Et justement, la dynamique de changement pour relever les défis et répondre aux aspirations des marocains, le Maroc l’a bien compris dans un contexte d’ailleurs où notre région reste encore confrontée à des défis multiformes (sécuritaire, politique, socio-économique) et multidimensionnels. Une dynamique de changement, mais aussi d’ouverture, qui a permis à notre pays, grâce à la Vision claire de Sa Majesté le Roi Mohammed VI, de résister aux transformations dans la région, de préserver sa stabilité, sa cohésion et de renforcer son développement à tous les niveaux, tout en préservant les fondamentaux sociaux du pays et son capital civilisationnel.

L’UpM a permis d’insuffler une nouvelle dynamique au processus de Barcelone en dépit des difficultés constatées dès son lancement. Elle était alors considérée comme une initiative visionnaire et prometteuse, fondée sur des principes forts et clairs : égalité, co-appropriation entre les pays du Sud et du Nord et assistance au financement de projets. L’UpM devait alors jouer un rôle pour promouvoir des actions régionales innovantes, répondant aux besoins et réalités des pays méditerranéens.

Les pays du Nord et du Sud ont depuis traversés bien des tempêtes et continuent de faire face à des difficultés et contraintes importantes, bien que différentes. Il est cependant crucial de garder le cap et de préserver le seul modèle offrant aujourd’hui à l’ensemble des pays de la région de véritables perspectives sur le long terme. Une profondeur stratégique vitale pour les pays du Nord, l’oxygène nécessaire au développement des pays du Sud avec pour finalité la construction d’un espace intégré de paix et de prospérité partagé pour l’ensemble de nos pays.

Le projet euro-méditerranéen est appelé à s’adapter aux différentes évolutions de la région pour offrir la réponse la plus appropriée aux défis et enjeux générés par un monde en perpétuel mutation. Le temps est venu pour une refondation de la politique européenne dédiée à la rive Sud, avec une véritable perspective d’intégration méditerranéenne et demain euro-africaine, car l’avenir de l’Europe, c’est aussi l’Afrique.
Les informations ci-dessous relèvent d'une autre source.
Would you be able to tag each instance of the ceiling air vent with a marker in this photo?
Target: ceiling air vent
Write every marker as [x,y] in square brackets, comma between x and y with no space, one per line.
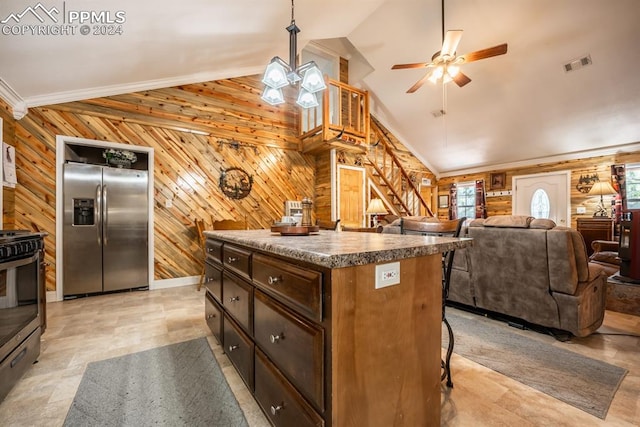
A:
[576,64]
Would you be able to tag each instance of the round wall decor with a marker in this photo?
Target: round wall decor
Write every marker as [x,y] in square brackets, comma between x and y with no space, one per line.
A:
[235,183]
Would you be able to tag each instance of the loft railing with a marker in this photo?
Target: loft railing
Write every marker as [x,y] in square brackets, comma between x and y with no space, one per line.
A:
[403,192]
[342,116]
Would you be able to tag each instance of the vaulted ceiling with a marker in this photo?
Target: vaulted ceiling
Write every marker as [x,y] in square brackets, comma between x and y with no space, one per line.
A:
[520,108]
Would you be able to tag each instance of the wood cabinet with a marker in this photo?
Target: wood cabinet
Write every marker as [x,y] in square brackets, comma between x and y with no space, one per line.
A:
[595,229]
[321,346]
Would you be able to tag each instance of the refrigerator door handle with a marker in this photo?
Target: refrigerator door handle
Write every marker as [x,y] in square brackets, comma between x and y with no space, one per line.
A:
[105,222]
[96,213]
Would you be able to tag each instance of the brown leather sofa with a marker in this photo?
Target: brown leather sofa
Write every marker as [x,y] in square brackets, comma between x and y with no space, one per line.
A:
[532,270]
Ces nouvelles perspectives impliquent naturellement de réfléchir aux instruments de solidarité qu’il conviendra de mettre en place pour faire de cette vision prometteuse un projet crédible aussi effectif qu’efficace.

La Méditerranée doit être appréhendée comme une chance inédite, une opportunité d’intérêts partagés et d’enrichissement mutuel et non comme une région morcelée et éclatée. Ce n’est qu’au prix de cet effort que se dissiperont les nuages qui menacent aujourd’hui d’entraîner l’espace euro-méditerranéen à contre sens de son Histoire et de sa destinée.